JURNAL3 / JAKARTA – Nilai tukar Rupiah terhadap Dolar Amerika Serikat diramal bakal bergejolak pada medio 2021-2022. Ramalan ini merujuk kepada kebijakan bank sentral AS The Fed.
Ramalan tersebut disampaikan oleh Menteri Keuangan era Presiden Susilo Bambang Yudhoyono (SBY), Muhammad Chatib Basri. Dia memperkirakan The Fed akan mengerek tingkat suku bunga acuan pada 2021.
Perkiraan itu berdasarkan hasil survei dari anggota rapat Federal Open Market Committee (FOMC), yang menyebut jika tingkat suku bunga The Fed masih akan datar (flat) pada 2019-2020, namun harus naik lagi pada 2021-2022.
“Berarti Rupiah akan stabil di 2019-2020 dan bahwa mungkin Rupiah akan bergejolak di 2021-2022,” kata Chatib Basri.
Dia menjelaskan kebijakan moneter bank di bawah kepemimpinan Jerome Powell itu akan mempengaruhi negara-negara berkembang, termasuk Indonesia.
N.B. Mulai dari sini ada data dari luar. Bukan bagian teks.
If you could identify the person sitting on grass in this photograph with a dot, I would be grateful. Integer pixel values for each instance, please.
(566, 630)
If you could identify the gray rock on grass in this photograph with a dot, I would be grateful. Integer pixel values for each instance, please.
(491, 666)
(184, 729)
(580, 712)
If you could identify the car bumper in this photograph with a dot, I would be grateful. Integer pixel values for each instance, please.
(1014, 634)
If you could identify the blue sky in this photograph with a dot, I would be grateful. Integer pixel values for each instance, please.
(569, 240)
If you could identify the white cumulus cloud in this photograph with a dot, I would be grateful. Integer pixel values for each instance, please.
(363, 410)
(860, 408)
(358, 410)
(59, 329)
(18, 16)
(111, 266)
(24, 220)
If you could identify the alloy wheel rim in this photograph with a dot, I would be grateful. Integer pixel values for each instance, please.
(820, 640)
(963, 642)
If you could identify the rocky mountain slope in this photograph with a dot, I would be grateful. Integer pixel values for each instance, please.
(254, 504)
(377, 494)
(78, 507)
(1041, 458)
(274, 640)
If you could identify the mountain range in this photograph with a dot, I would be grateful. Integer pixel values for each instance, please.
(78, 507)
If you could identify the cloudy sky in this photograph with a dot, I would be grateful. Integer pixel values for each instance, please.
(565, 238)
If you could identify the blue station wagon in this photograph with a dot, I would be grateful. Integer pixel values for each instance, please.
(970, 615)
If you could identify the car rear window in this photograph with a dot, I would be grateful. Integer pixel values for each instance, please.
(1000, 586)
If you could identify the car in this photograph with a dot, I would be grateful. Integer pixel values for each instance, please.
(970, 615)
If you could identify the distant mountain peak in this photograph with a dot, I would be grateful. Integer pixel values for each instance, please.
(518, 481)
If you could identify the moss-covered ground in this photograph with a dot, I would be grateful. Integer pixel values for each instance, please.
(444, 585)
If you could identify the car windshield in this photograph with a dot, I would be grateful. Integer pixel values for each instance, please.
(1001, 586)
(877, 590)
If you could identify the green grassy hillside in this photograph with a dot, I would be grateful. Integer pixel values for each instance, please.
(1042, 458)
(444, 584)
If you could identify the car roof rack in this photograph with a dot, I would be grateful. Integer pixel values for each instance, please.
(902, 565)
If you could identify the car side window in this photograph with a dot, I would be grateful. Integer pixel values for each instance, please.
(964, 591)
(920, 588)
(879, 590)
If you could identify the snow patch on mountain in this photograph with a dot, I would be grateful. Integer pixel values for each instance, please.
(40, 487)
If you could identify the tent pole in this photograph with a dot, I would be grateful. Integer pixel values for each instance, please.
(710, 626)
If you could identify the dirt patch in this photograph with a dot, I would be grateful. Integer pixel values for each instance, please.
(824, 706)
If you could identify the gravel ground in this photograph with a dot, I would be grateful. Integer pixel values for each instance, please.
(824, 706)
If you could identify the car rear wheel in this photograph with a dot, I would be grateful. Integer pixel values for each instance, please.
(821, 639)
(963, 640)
Jika The Fed menurunkan suku bunga, maka arus modal cenderung mengalir ke negara berkembang sehingga memperkuat nilai tukar rupiah.
Sebaliknya, jika The Fed mengerek naik suku bunga maka aliran modal beramai-ramai kembali ke AS. Tahun 2019 dan 2020, ia memprediksi The Fed belum akan menaikkan suku bunga, tetapi ruang The Fed untuk menurunkan suku bunga juga terbatas.